The Commonwealth of Australia was born on 1 January 1901 when the colonial states came together as a federation.
Although the Queen still remains the symbolic head of state, most of the constitutional links between Australia and Britain formally ended in 1942.
The Commonwealth (or Federal) Government meets at Parliament House in Canberra, and is responsible for the national economy and defence.
The Australian Parliament is comprised of the House of Representatives (similar to the British House of Commons) and the Senate (with each state electing 12 senators).
Our Commonwealth head of state is the Prime Minister and in Australia voting is compulsory for Australian citizens over the age of 18 at both federal and state levels.
Australia also administers for numerous overseas territories, including Norfolk Island in the Pacific Ocean, and Christmas Island and the Cocos (Keeling) Islands in the Indian Ocean.
The two key political parties are the liberal conservative Liberal Party of Australia and the social democratic Australian Labor Party (ALP).
Other political parties include the Australian Greens, the National Party and the Family First Party.
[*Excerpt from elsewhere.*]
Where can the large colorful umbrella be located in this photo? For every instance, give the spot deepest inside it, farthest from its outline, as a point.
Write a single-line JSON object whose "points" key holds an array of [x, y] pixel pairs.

state and territory governments
State and territory governments each have their own elected parliaments, and can pass laws on certain issues such as health, education and transport.
The heads of state governments are known as Premiers, while the heads of territory governments are called Chief Ministers.
With the exception of Queensland and the territories (which only have one Legislative Assembly each), state parliaments are composed of two houses: the Legislative Assembly or House of Assembly (similar to the UK House of Commons); and the Legislative Council (which functions like an elected UK House of Lords).
Local Government Areas (LGAs) in Australia are known under a variety of names: cities, municipalities, towns, shires or councils.
These councils provide services such as local roads, sanitation, libraries, dog registration and neighbourhood security.
They are composed of elected representatives, or councillors, who usually serve on a part-time basis.